Oil prices rose on expectations of strong demand growth in China, gains have been modest however, as ample supplies in rising U.S. crude inventories held prices back. Further signs that OPEC members are starting to cut output have also supported prices. U.S. West Texas Intermediate (WTI) crude oil futures were last seen trading at $52.38 a barrel, up 8 cents while Brent was lifted by record Chinese car sales, which grew 13.7 percent between 2015 and 2016 to 28 million sold vehicles. Indicatively Brent futures were last seen trading 0.6 percent higher at $55.41 as of 9:20 GMT.
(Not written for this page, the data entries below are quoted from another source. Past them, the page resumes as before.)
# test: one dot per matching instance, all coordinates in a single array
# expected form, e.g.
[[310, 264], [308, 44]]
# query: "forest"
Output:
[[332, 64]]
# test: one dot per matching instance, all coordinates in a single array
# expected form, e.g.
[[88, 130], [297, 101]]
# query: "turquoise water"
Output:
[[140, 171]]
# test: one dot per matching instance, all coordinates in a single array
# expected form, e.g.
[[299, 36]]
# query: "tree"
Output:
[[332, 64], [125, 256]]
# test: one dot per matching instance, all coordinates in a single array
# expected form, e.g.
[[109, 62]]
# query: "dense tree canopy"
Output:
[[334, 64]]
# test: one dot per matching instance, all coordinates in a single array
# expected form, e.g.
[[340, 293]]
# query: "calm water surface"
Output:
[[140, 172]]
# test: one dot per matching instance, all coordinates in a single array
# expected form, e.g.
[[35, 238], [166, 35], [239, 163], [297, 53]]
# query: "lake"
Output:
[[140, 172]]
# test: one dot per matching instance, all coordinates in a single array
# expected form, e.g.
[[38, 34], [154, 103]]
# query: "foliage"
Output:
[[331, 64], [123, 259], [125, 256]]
Bourses in Europe traded lower on Thursday morning as investors digested the latest remarks by President-elect Donald Trump. President-elect Donald Trump’s first press conference since winning the election proved to be a disappointment for investors looking for cues on his tax and international trade policies. Investors will also be looking closely at the ECB minutes from their December meeting along with U.S. jobless claims data and speeches by several Federal Reserve officials later within the day. In today’s European markets, Germany’s DAX plunged 0.6 percent; U.K.’s FTSE 100 dipped 0.3 percent while France’s CAC 40 and the Euro Stoxx slipped 0.5 percent respectively as of 9:38 GMT.
Donald Trump gave his first press conference yesterday; he started his speech by thanking Ford and Fiat Chrysler for announcing investments in new U.S. plants, adding that Alibaba will also be doing “tremendous” things in the U.S. The new President-elect failed to offer details on his plans to boost fiscal spending and cut taxes however sending the dollar and the U.S. stock markets to new lows. Specifically, the dollar fell to as low as 114.09 yen as of 9:26, having lost 1.1 percent for the day which marks a one month low.